Monitor Cloud TPU VMs

This guide explains how to use Google Cloud Monitoring to monitor your Cloud TPU VMs. Google Cloud Monitoring automatically collects metrics and logs from your Cloud TPU and its host Compute Engine. These data can be used to monitor the health of your Cloud TPU and Compute Engine.

Metrics enable you to track a numerical quantity over time, for example, CPU utilization, network usage, or TensorCore idle duration. Logs capture events at a specific point in time. Log entries are written by your own code, Google Cloud services, third-party applications, and the Google Cloud infrastructure. You can also generate metrics from the data present in a log entry by creating a log-based metric. You can also set alert policies based on metric values or log entries.

This guide discusses Google Cloud Monitoring and shows you how to:

View Cloud TPU metrics
Set up Cloud TPU metrics alert policies
Query Cloud TPU logs
Create log-based metrics for setting up alerts and visualizing dashboards

To monitor TPUs, you can also use Capacity Planner (Preview). With Capacity Planner, you can view TPU usage and forecast data for your project, folder, or organization. This data updates every 24 hours, and you can use it to analyze usage trends and plan for future capacity needs. For more information, see Capacity Planner overview.
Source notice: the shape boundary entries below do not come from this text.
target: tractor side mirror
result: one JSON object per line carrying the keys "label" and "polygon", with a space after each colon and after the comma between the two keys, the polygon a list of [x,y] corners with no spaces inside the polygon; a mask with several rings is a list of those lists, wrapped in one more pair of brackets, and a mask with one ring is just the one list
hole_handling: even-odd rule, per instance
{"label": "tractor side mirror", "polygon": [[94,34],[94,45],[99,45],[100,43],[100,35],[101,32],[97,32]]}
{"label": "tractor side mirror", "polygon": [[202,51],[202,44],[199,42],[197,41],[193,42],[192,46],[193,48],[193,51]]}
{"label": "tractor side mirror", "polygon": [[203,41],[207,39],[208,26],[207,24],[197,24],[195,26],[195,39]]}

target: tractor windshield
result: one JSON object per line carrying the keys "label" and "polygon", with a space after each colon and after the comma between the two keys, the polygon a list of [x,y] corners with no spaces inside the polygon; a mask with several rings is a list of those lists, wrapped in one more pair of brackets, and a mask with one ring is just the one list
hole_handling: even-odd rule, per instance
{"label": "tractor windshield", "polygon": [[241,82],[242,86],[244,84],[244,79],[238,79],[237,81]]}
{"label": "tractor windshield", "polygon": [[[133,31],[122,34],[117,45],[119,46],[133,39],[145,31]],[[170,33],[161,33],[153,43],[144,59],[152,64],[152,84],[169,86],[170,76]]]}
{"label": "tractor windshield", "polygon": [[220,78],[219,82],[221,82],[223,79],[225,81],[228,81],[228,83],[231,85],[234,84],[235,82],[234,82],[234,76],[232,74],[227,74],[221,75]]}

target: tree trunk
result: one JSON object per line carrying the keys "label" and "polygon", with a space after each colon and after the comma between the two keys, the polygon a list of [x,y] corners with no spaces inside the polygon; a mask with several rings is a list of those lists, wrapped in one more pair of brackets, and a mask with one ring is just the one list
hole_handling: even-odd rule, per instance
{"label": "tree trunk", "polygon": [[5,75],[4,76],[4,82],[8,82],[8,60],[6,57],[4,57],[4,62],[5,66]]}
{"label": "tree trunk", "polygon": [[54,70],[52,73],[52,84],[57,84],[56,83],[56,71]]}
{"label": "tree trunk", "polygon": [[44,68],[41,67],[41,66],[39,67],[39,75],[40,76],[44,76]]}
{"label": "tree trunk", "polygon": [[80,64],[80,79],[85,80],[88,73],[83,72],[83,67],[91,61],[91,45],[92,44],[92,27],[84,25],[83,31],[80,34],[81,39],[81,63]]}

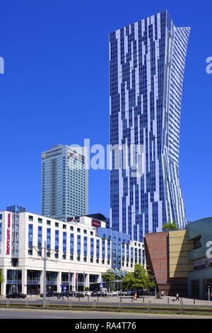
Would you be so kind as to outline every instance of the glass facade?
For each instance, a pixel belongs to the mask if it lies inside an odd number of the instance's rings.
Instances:
[[[87,256],[88,254],[88,237],[84,237],[84,256]]]
[[[42,248],[42,227],[38,227],[38,228],[37,228],[37,247],[38,247],[38,249]]]
[[[47,230],[47,249],[51,249],[51,228]]]
[[[74,235],[70,234],[70,253],[73,254],[74,251]]]
[[[63,252],[66,252],[67,250],[67,232],[63,232]]]
[[[90,257],[93,258],[94,256],[94,239],[90,238]]]
[[[55,230],[54,249],[59,250],[59,230]]]
[[[83,149],[59,145],[42,153],[42,214],[64,221],[88,214],[88,178]]]
[[[179,137],[189,35],[167,11],[110,34],[110,145],[122,147],[112,152],[110,226],[131,239],[187,222]]]
[[[80,256],[81,253],[81,236],[77,235],[77,255]]]
[[[111,229],[99,227],[98,229],[98,237],[102,239],[102,256],[104,248],[104,239],[107,240],[107,259],[112,259],[112,267],[120,269],[123,261],[125,259],[125,246],[129,251],[129,244],[130,242],[129,235],[122,234],[122,232]],[[105,257],[102,256],[104,259]]]
[[[97,239],[96,240],[96,257],[97,258],[100,257],[100,239]]]
[[[29,225],[28,227],[28,246],[31,247],[33,246],[33,225]]]

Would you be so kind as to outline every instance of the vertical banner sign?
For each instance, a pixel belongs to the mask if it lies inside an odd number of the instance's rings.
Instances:
[[[7,230],[6,230],[6,255],[11,253],[11,214],[8,215],[7,218]]]

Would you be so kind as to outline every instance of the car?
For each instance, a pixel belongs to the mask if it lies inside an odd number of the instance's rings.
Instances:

This document assumes some basic knowledge of Google Cloud Monitoring. You must have a Compute Engine VM and Cloud TPU resources created before you can begin generating and working with Google Cloud Monitoring. See the Cloud TPU Quickstart for more details.

Metrics

Google Cloud metrics are automatically generated by Compute Engine VMs and the Cloud TPU runtime. The following metrics are generated by Cloud TPU VMs:

memory/usage
network/received_bytes_count
network/sent_bytes_count
cpu/utilization
tpu/tensorcore/idle_duration
accelerator/tensorcore_utilization
accelerator/memory_bandwidth_utilization
accelerator/duty_cycle
accelerator/memory_total
accelerator/memory_used

It can take up to 180 seconds between the time a metric value is generated and when it's displayed in the Metrics explorer.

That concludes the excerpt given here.